Some factors that contribute to the complexity of regular expressions are:
  1. The cryptic and terse nature of the syntax.
  2. The same symbols can have different meanings in different contexts.
  3. Multiple ways specifying patterns for the same purpose.

To get a feel for how complex regular expressions can become, have a look at some of the examples here! This expression is supposed to test for a valid email address, I have not tested it so cannot say if it does what it is supposed to do but it is worth having a look at the to get a feel for how truly complex regular expressions can become.

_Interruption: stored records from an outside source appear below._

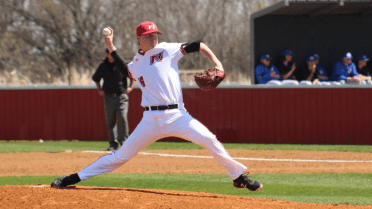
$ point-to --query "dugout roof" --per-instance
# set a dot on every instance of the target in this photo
(327, 27)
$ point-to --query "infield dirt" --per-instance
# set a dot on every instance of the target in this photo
(62, 163)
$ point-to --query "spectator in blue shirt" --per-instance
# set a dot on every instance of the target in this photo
(345, 70)
(265, 71)
(322, 74)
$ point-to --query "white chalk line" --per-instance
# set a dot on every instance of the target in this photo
(246, 158)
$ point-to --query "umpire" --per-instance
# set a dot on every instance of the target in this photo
(115, 93)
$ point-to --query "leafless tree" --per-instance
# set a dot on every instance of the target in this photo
(59, 35)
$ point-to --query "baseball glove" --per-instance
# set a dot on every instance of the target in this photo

Despite their potential complexity, regular expressions are really useful tools and some of the most useful ones are not at all difficult. They crop up in many different settings and can greatly simplify task that would be exceedingly difficult without them. There is lots of freely available information on them on the internet and a simple Google search can often be used to find a ready-made solution that someone  else has written and then posted on a website or blog for others to use. As with any code taken from the internet, it is really important to test it to ensure it works as advertised.

Regular expressions, from here on referred to as REs, first became popular in UNIX text editing tools such as ed and sed back in the 1970s. Perl greatly extended the power of the sed implementation and and Perl REs have become the de facto standard to such an extent that other languages frequently describe their own RE implementations as "Perl compatible". Although Perl has done much to both popularise and extend REs, other languages, including JavaScript, now have good RE implementations of their own as do many relational databases such as Oracle, MySQL and PostgreSQL.

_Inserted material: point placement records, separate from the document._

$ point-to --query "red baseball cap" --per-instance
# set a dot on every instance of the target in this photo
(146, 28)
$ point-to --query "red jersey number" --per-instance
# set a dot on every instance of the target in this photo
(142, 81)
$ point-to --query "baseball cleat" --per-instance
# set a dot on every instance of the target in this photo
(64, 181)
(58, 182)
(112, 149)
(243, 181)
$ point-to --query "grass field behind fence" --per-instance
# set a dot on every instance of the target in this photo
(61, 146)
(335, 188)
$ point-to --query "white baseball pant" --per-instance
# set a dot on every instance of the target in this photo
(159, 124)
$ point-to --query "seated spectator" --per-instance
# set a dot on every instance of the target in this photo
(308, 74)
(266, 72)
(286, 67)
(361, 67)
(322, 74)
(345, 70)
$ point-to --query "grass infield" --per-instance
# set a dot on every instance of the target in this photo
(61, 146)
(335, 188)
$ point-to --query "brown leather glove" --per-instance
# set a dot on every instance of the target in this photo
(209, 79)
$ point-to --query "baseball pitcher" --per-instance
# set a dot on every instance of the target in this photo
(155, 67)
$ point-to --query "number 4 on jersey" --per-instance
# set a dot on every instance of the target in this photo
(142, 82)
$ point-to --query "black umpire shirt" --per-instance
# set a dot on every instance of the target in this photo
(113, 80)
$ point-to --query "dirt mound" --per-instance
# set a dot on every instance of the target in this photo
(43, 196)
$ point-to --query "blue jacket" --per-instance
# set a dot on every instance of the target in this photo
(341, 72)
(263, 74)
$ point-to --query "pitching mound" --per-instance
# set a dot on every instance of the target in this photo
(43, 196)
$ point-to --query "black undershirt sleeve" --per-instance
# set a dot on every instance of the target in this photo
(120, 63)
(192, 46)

JavaScript's RE syntax and semantics were borrowed directly from Perl but some advanced Perl RE techniques are absent.  Google Apps Script implements JavaScript REs in full so client side RE examples can often be used in Google Apps Scripts and vice versa.

Incidentally, REs have been available in Excel VBA for some time (on Windows but not on Mac OS X) via a VBScript library that has to be loaded from Visual Basic Editor (Tools->References->Microsoft VBScript Regular Expression 5.5) . This fact is often over-looked by VBA developers.

Google Spreadsheet Regular Expression Functions

Google Spreadsheets has an extensive range of built-in functions for text manipulation; The full list is here. Many of these are also found in Excel and in other spreadsheet applications but three RE-related ones are unique to Google Spreadsheets (to the best of my knowledge):

  1. REGEXMATCH
  2. REGEXEXTRACT
  3. REGEXREPLACE

These three functions provide a convenient starting point for introducing REs without having to jump straight into JavaScript.

REGEXMATCH is the easiest of the three, so examples of its use are given first. It simply returns a Boolean value indicating if the given pattern is found in the input text.

Figure 1: Testing function REGEXMATCH with input and regular expressions.

Figure 1 above is a screenshot of a spreadsheet where the REGEXMATCH function was tested. Column A contains the test input, column B contains the result of formula given in column C. The question the formula was written to answer is stated in column C.

The REGEXMATCH function takes two arguments: The test text and the regular expression enclosed in double quotes. The test text can be either a cell value, the return text from another spreadsheet function, or a literal value. If it is a literal value then it too must be enclosed in double quotes.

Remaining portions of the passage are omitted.